Confounding adjustment in observational studies on cardiothoracic interventions: a systematic review of methodological practice

Eur J Cardiothorac Surg. 2023 Oct 4;64(4):ezad271. doi: 10.1093/ejcts/ezad271.

Abstract

Objectives: It is unknown which confounding adjustment methods are currently used in the field of cardiothoracic surgery and whether these are appropriately applied. The aim of this study was to systematically evaluate the quality of conduct and reporting of confounding adjustment methods in observational studies on cardiothoracic interventions.

Methods: A systematic review was performed, which included all observational studies that compared different interventions and were published between 1 January and 1 July 2022, in 3 European and American cardiothoracic surgery journals. Detailed information on confounding adjustment methods was extracted and subsequently described.

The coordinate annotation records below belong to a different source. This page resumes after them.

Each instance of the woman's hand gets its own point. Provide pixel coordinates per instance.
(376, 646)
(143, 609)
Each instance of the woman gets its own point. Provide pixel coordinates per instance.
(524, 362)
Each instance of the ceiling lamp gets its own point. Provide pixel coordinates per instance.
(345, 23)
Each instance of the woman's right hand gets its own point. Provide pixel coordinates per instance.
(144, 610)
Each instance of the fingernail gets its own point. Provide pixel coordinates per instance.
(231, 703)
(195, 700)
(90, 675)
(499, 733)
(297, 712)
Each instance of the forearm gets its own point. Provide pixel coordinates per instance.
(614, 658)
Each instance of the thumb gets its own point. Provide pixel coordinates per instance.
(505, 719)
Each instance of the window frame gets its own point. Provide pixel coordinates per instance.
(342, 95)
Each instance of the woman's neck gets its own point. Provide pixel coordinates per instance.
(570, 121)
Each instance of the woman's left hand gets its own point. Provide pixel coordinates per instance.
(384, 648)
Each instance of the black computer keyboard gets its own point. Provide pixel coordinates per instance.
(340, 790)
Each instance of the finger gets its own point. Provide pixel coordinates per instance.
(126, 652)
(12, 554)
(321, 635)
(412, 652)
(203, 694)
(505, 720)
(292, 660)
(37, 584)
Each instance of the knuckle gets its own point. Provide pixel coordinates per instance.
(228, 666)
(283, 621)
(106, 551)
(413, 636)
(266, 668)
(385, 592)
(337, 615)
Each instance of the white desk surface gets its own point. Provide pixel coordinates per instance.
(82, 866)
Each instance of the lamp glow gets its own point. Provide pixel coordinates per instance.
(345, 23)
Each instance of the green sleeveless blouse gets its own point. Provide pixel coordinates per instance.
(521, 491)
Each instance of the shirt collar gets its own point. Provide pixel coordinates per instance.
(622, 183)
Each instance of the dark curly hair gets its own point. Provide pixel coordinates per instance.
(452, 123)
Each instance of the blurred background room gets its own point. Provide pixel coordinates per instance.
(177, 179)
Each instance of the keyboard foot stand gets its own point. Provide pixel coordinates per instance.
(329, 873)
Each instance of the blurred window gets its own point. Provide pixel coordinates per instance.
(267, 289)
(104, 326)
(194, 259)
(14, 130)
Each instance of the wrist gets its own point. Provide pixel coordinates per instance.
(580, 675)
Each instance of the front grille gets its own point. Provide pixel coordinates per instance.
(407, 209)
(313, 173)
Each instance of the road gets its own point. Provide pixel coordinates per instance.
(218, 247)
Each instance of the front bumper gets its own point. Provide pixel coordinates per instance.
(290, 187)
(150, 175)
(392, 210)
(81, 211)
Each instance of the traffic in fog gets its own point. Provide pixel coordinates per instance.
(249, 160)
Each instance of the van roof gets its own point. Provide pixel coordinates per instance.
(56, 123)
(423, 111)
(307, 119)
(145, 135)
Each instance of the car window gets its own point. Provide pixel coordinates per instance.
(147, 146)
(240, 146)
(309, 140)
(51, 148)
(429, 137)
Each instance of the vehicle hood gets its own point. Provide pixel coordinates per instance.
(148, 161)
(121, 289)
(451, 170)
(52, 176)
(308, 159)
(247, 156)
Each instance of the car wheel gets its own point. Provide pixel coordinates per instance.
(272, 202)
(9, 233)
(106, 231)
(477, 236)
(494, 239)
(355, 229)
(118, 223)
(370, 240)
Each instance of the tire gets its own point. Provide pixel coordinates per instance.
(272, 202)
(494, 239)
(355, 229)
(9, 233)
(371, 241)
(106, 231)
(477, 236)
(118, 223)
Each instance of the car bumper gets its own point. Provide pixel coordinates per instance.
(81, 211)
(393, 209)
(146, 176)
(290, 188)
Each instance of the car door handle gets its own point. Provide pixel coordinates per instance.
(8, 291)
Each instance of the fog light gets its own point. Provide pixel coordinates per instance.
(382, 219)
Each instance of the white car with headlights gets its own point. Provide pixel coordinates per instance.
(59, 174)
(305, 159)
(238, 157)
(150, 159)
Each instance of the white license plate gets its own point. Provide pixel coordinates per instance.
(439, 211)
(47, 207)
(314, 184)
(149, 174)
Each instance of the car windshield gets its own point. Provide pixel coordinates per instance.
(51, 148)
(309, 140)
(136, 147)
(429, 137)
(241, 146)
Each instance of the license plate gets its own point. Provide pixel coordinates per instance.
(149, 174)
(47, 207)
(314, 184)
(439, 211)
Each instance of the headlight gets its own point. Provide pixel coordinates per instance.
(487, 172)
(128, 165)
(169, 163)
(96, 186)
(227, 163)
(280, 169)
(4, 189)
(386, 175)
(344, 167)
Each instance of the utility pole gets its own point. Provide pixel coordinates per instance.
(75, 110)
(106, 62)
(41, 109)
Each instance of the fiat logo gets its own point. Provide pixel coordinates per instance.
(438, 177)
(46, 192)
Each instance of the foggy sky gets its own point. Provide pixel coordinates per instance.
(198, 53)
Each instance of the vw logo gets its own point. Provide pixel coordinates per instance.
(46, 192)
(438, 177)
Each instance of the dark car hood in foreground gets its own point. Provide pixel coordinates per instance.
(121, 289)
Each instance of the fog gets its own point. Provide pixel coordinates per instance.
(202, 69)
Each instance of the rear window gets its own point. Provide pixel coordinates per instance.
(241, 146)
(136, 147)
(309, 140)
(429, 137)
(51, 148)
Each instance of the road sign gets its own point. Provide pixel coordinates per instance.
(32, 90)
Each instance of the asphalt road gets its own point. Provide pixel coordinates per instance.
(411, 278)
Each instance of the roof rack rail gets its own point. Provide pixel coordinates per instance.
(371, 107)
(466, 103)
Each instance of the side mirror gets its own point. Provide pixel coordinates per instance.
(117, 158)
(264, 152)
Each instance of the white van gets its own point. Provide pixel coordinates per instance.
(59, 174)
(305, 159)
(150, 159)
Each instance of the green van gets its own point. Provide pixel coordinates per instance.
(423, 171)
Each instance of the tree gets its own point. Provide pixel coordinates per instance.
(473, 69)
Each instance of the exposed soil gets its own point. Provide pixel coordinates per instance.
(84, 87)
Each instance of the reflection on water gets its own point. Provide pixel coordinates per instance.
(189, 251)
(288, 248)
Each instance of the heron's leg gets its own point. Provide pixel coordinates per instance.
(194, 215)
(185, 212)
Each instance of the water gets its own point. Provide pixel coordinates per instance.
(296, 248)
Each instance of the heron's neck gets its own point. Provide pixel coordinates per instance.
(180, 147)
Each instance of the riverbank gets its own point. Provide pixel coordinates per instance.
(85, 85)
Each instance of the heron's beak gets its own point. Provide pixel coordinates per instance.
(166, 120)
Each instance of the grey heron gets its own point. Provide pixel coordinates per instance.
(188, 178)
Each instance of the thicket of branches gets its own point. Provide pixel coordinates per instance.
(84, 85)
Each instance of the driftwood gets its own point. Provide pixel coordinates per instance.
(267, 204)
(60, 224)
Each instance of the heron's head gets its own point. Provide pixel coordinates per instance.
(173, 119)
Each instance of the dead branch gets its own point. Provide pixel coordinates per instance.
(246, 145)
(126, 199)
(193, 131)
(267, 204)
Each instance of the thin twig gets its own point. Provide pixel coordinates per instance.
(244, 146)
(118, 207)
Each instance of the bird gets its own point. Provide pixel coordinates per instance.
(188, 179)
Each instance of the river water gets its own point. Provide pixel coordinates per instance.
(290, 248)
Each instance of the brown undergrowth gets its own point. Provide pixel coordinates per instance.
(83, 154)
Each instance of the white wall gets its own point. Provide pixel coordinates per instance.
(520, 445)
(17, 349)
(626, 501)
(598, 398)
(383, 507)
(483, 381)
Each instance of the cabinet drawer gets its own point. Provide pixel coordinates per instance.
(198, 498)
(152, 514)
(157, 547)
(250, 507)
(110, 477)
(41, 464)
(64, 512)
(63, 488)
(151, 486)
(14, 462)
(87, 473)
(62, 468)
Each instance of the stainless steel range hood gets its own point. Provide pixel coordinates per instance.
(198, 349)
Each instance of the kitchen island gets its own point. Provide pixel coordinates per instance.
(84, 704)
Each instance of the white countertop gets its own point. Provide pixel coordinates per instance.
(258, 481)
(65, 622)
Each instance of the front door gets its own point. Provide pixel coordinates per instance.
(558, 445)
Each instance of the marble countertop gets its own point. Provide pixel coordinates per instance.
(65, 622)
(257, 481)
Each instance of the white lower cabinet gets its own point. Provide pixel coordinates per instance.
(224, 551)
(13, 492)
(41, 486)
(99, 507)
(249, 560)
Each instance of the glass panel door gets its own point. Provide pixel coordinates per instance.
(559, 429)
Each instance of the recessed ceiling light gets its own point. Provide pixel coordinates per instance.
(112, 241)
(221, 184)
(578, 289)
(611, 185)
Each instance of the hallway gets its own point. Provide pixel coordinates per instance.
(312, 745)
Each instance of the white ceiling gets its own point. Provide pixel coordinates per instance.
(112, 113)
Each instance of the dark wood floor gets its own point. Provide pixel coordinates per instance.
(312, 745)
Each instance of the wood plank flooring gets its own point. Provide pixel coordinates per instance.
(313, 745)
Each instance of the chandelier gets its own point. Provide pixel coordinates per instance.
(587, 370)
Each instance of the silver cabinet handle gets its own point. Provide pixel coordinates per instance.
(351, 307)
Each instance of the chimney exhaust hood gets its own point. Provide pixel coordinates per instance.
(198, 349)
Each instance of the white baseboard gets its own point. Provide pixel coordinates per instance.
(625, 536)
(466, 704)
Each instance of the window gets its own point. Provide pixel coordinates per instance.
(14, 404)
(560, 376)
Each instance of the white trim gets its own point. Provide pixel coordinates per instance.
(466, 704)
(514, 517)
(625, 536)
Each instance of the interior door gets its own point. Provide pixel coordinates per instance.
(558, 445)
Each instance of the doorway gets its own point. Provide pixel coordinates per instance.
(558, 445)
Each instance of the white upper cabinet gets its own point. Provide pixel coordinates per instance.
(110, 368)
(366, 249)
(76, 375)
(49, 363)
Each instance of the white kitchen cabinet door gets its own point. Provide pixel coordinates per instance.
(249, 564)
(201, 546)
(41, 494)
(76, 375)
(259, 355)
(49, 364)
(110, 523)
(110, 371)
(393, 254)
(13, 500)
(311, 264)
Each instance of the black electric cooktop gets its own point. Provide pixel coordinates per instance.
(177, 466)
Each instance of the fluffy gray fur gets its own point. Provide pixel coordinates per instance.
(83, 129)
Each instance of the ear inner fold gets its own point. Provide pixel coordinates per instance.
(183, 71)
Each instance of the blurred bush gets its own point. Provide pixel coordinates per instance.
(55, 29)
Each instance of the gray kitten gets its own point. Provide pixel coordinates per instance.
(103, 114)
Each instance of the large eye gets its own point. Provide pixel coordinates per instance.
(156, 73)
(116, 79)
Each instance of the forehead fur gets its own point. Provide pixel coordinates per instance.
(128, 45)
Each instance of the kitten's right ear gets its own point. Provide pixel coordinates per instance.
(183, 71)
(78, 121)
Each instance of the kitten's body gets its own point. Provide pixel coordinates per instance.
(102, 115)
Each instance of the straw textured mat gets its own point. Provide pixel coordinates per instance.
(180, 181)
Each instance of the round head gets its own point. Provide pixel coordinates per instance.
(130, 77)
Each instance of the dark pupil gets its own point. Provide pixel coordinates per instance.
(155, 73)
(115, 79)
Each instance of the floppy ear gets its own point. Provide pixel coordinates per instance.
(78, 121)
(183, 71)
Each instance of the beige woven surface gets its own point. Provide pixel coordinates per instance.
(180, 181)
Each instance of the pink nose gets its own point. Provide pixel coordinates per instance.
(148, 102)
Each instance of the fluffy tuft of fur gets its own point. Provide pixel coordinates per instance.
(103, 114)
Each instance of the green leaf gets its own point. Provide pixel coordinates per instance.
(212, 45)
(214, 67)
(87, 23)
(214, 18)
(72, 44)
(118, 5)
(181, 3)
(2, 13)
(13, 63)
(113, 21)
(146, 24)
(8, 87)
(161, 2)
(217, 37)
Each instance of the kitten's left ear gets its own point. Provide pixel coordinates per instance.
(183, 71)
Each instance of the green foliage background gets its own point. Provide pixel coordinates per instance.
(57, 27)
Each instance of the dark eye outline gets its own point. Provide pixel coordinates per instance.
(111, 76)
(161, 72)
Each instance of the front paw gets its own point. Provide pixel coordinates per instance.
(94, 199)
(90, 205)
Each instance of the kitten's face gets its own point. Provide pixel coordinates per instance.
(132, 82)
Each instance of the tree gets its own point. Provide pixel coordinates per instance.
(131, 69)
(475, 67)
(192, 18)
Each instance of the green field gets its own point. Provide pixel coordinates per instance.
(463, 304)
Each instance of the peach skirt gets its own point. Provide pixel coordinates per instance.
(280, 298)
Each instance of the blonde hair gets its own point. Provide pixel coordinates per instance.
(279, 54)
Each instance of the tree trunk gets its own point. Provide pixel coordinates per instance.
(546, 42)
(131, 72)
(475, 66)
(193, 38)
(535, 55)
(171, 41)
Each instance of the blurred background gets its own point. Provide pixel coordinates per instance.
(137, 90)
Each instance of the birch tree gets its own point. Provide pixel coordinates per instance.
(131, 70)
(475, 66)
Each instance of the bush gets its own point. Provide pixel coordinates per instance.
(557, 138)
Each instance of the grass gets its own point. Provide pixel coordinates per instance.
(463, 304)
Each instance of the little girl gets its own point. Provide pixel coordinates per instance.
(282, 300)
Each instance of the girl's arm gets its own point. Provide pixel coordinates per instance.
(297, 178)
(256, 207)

Results: Ninety-two articles were included in the analysis. Outcome regression (n = 49, 53%) and propensity score (PS) matching (n = 44, 48%) were most popular (sometimes used in combination), whereas 11 (12%) studies applied no method at all. The way of selecting confounders was not reported in 42 (46%) of the studies, solely based on previous literature or clinical knowledge in 14 (16%), and (partly) data-driven in 25 (27%). For the studies that applied PS matching, the matched cohorts comprised on average 46% of the entire study population (range 9-82%).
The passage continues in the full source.